Infrastructure as Code

Production-ready deployment assets are maintained in the noxus-infra repository.

Terraform Modules

We provide Terraform modules to bootstrap the necessary cloud infrastructure, including:
  • Managed Kubernetes clusters (EKS, GKE, AKS).
  • Networking and VPC configurations.
  • Managed data services (PostgreSQL, Redis, Object Storage).
  • IAM roles and service account integrations.

Helm Charts

The core platform is deployed using our official Helm charts. These charts are designed to be flexible and support:
  • OpenShift Compatibility: Support for Routes and specific security contexts.
  • Granular Component Control: Independent configuration for Backend, Frontend, Workers, and Relays.
  • Advanced Scaling: Built-in support for HPA and KEDA-driven worker scaling.

Helm Components

Helm sectionNoxus componentDescription
backendNoxus BackendCore API and orchestration service.
frontendNoxus FrontendWeb-based user interface.
worker.poolsNoxus WorkersScalable execution engines for flows and agents.
beatNoxus BeatPeriodic task scheduler and heartbeat service.
relayNoxus RelaysWebhook and event receiver endpoints.
ingressIngress / RoutesPublic routing, TLS termination, and OpenShift Routes.

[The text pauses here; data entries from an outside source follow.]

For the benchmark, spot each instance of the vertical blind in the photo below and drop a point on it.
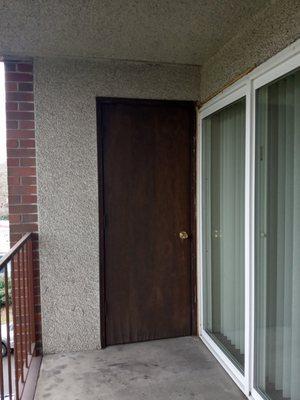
(224, 209)
(277, 258)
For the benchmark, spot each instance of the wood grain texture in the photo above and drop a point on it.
(146, 198)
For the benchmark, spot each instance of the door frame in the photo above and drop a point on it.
(100, 102)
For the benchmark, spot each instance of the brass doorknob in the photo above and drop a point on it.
(183, 235)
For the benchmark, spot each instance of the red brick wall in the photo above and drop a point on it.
(21, 163)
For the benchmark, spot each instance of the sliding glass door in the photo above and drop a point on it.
(277, 239)
(249, 226)
(223, 142)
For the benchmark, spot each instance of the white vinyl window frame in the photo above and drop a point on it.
(276, 67)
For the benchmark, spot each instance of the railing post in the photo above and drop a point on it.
(21, 259)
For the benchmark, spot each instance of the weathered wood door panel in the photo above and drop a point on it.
(146, 169)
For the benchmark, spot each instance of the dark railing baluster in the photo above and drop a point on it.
(21, 278)
(1, 363)
(7, 306)
(15, 322)
(20, 318)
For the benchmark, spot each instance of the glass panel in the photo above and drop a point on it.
(224, 209)
(277, 231)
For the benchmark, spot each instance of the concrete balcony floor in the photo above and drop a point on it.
(171, 369)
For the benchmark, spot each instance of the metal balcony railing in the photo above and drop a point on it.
(17, 326)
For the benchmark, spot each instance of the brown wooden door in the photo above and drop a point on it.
(146, 170)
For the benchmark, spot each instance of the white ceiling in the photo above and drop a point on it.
(173, 31)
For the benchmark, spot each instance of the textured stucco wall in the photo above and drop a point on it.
(65, 93)
(264, 35)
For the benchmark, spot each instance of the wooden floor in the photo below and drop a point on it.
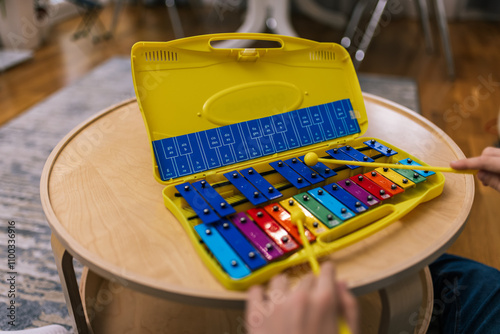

Kubernetes Runtime Diagram


Autoscaling Model

Backend and Frontend

Standard Horizontal Pod Autoscaler (HPA) manages replicas based on CPU and memory utilization.

Workers

Worker pools support two advanced scaling modes:
  • Resource-based: Standard HPA for CPU/Memory.
  • Queue-driven: KEDA-powered scaling based on task queue depth, allowing for scale-to-zero and rapid bursts.

Advanced Worker Pool Management

The Kubernetes deployment model offers sophisticated control over how AI workloads are isolated and scaled.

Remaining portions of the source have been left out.